Wrongly classification based on predefined context

Hi All,

I need to delevop an API that classifies a text based on some previous defined context without using a personalized model.

I used this prompt

Task:
Extract the classification from the given text based in the contextual Classification table

Context:

|------------------------------------------------|
|               Classification                   |
|------------------------------------------------|
| Level 1        | Level 2                       |
|----------------|-------------------------------|
| Administrative | Reading of bills information  |
| Administrative | Bill installment              |
| Administrative | Refund methods                |
| Administrative | Payment methods               |
| Administrative | Self-reading                  |
| Commercial     | Offer variation               |
| Commercial     | Service termination           |
| Commercial     | Change of user/Transfer       |
| Commercial     | Service activation            |
| Complaint      | Fault/Issue reporting         |
| Complaint      | Invoicing/Billing             |
|----------------|-------------------------------|


End of Context


Instructions:

1. Extract the classification from the given text based in the contextual Classification table separated by pipe
2. If it's not possible to find any classification, evaluate the answer as 'ND'

End of Instructions

But, expecially with long text, it takes a “mixed” classification, like “Complaint - Service termination”.

I tried also to add some exaples, adding

Examples:

###

Text:Good morning, your customer service is a disgrace. I've been calling for three days asking for a ticket duplicate, and so far, nothing. Unbelievable.
Answer:Complaint | Invoicing/Billing 

###

Text:Hi, is it possible to know where I can find in the last bill how many electricity I've used?
Answer:Administrative|Reading of bills information

End of Examples

And lowering the temperature setting it to 0.1 but nothing (TopP is 1, and the others 0)

Is there anything that I’m doing wrongly?

Thanks

Being a generative AI, classification is usually not an LLM’s forte, but you could use ada-002, to generate embedding for your classes and use cosine similarity to match for the correct class.

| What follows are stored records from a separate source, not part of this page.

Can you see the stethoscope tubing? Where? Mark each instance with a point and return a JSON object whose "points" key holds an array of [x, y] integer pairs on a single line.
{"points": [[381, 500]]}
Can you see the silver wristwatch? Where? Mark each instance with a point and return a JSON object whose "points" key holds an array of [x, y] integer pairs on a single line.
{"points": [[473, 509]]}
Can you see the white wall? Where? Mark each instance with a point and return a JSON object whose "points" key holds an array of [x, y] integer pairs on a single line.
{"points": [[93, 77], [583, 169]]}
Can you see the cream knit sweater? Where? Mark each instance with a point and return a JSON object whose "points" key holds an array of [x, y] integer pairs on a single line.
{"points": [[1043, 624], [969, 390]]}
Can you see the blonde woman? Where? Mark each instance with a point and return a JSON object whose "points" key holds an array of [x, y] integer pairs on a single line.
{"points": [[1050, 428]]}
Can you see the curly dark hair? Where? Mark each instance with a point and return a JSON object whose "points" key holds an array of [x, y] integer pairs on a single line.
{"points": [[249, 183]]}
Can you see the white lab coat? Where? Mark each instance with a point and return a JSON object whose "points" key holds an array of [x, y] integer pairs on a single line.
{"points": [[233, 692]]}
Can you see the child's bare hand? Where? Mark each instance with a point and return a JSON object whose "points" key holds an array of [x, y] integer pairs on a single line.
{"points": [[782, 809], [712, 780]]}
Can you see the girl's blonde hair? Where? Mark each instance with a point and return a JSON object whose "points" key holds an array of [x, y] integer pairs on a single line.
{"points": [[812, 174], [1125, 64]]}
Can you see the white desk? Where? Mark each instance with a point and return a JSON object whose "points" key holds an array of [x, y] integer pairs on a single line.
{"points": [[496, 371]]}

Based on your scoring system and threshold value, you would get a single answer back and even complex queries/ statements should be handled fairly well

GPT-3 was actually far better at classification than generation and was able to do it with far less resources.

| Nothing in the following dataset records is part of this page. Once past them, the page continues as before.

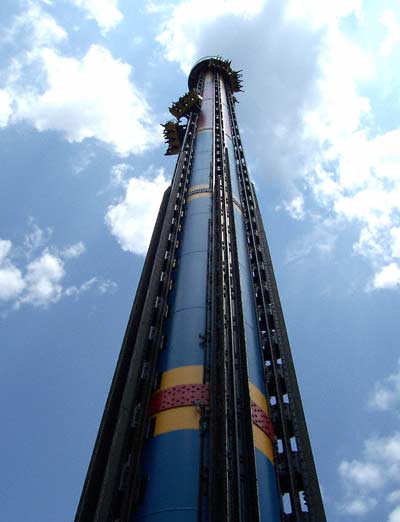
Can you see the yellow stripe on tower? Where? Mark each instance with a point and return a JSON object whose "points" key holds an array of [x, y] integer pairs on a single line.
{"points": [[198, 195], [263, 443], [259, 398], [199, 187], [182, 418]]}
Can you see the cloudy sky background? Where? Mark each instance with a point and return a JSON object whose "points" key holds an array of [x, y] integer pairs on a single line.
{"points": [[84, 85]]}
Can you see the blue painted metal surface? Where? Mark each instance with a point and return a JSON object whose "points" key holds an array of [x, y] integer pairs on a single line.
{"points": [[171, 464], [267, 489], [171, 460]]}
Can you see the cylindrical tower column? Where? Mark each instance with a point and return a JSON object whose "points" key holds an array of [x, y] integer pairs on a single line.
{"points": [[204, 421]]}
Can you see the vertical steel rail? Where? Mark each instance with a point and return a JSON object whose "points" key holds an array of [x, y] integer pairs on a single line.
{"points": [[121, 480], [295, 467], [233, 487]]}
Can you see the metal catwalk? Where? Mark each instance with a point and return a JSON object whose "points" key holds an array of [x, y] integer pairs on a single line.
{"points": [[204, 420]]}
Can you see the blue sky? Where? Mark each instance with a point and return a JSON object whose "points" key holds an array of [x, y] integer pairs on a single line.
{"points": [[84, 85]]}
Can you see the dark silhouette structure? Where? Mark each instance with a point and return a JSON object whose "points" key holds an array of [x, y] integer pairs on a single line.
{"points": [[204, 420]]}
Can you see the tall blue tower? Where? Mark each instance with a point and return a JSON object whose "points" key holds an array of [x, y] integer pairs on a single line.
{"points": [[204, 420]]}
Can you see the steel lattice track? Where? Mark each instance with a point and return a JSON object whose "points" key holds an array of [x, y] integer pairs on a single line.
{"points": [[295, 469]]}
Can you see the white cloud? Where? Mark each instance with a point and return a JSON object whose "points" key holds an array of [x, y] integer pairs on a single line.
{"points": [[92, 96], [5, 108], [394, 496], [319, 14], [388, 277], [119, 174], [11, 281], [132, 219], [295, 207], [359, 506], [89, 98], [395, 515], [35, 237], [181, 31], [43, 280], [40, 281], [104, 12], [316, 122], [386, 394], [389, 20], [74, 250], [365, 480], [365, 475], [35, 27], [103, 286]]}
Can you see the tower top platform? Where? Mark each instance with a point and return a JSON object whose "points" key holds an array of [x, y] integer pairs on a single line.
{"points": [[216, 63]]}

The following works for me with text-davinci-003:

Extract the classification from the given text based in the contextual Classification table

Classifications:

Administrative|Reading of bills information
Administrative|Bill installment
Administrative|Refund methods
Administrative|Payment methods
Administrative|Self-reading
Commercial|Offer variation
Commercial|Service termination
Commercial|Change of user/Transfer
Commercial|Service activation
Complaint|Fault/Issue reporting
Complaint|Invoicing/Billing

###

1. Extract the classification from the given text based in the contextual Classification table separated by pipe
2. If it's not possible to find any classification, evaluate the answer as 'ND'

###

Examples:

###

Text:Good morning, your customer service is a disgrace. I've been calling for three days asking for a ticket duplicate, and so far, nothing. Unbelievable.
Answer:Complaint | Invoicing/Billing 

###

Text:Hi, is it possible to know where I can find in the last bill how many electricity I've used?
Answer:Administrative|Reading of bills information

###

Text: (Insert your text here)
Answer:

I don’t know if this is the case, but I find that it has trouble with reading some table formatting and ASCII type of things. Simplifying the prompt helped. My rule of thumb is to communicate to it like you would with a child. Use less words where possible.

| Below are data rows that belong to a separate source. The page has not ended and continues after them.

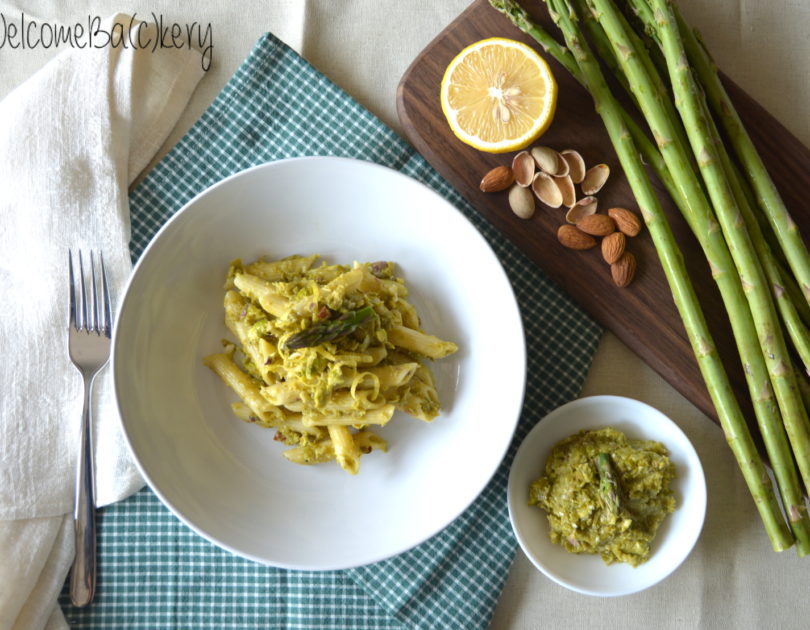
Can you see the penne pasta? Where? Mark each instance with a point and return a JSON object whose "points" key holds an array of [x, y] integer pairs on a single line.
{"points": [[326, 351]]}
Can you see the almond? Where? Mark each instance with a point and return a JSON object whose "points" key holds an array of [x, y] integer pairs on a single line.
{"points": [[573, 238], [623, 269], [626, 221], [499, 178], [613, 247], [597, 224]]}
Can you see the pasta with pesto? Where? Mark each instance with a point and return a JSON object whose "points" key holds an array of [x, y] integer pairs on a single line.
{"points": [[323, 353]]}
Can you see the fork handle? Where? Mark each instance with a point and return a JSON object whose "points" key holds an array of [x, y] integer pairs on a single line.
{"points": [[83, 572]]}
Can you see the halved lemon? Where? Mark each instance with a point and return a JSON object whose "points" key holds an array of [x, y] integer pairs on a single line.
{"points": [[498, 95]]}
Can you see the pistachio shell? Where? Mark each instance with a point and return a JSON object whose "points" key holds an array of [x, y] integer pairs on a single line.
{"points": [[521, 201], [523, 166], [547, 190], [548, 160], [595, 178], [576, 165], [567, 190], [582, 208]]}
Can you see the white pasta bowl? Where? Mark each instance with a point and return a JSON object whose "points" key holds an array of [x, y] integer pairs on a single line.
{"points": [[676, 536], [227, 479]]}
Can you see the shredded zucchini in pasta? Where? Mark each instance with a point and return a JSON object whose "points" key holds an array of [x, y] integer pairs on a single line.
{"points": [[325, 352]]}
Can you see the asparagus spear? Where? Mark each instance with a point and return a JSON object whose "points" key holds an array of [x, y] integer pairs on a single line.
{"points": [[770, 200], [330, 330], [711, 367], [706, 146], [608, 483], [518, 16]]}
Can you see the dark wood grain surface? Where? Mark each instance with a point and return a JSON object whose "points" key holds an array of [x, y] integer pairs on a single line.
{"points": [[642, 315]]}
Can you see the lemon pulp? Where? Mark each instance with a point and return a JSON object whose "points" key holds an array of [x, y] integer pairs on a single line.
{"points": [[498, 95]]}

One technique I thought was really interesting for classification was to use Logit bias:

https://help.openai.com/en/articles/5247780-using-logit-bias-to-define-token-probability

What I’d propose is provide it that prompt, but number your categories and ask it to provide the number of the category, and then make the call with logit_bias for the list of numbers you want it to draw from. That way you’re effectively forcing it to answer with the nearest token from your categories. Bonus: only one token used per classification.

1 Like

I think the format of the context provided might also be an issue for the model. It may not be entirely clear to the model what the relationships are between Level 1 and Level 2. Perhaps if you formatted it as a nested list instead?

Context:

* Administrative
  * Reading of bills information 
  * Bill installment 
  * Refund methods
  * Payment methods
  * Self-reading
* Commercial
  * Offer variation
  * Service termination
  * Change of user/Transfer
  * Service activation
* Complaint
  * Fault/Issue reporting 
  * Invoicing/Billing

along with your examples,

Example 1:
###
In: Good morning, your customer service is a disgrace. I've been calling for three days asking for a ticket duplicate, and so far, nothing. Unbelievable.
###
Out: Complaint - Invoicing/Billing 
###

Example 2:
###
In: Hi, is it possible to know where I can find in the last bill how many electricity I've used?
###
Out: Administrative - Reading of bills information
###

I suspect you’ll have slightly better luck with that—though perhaps not, regardless I think it is worth a try.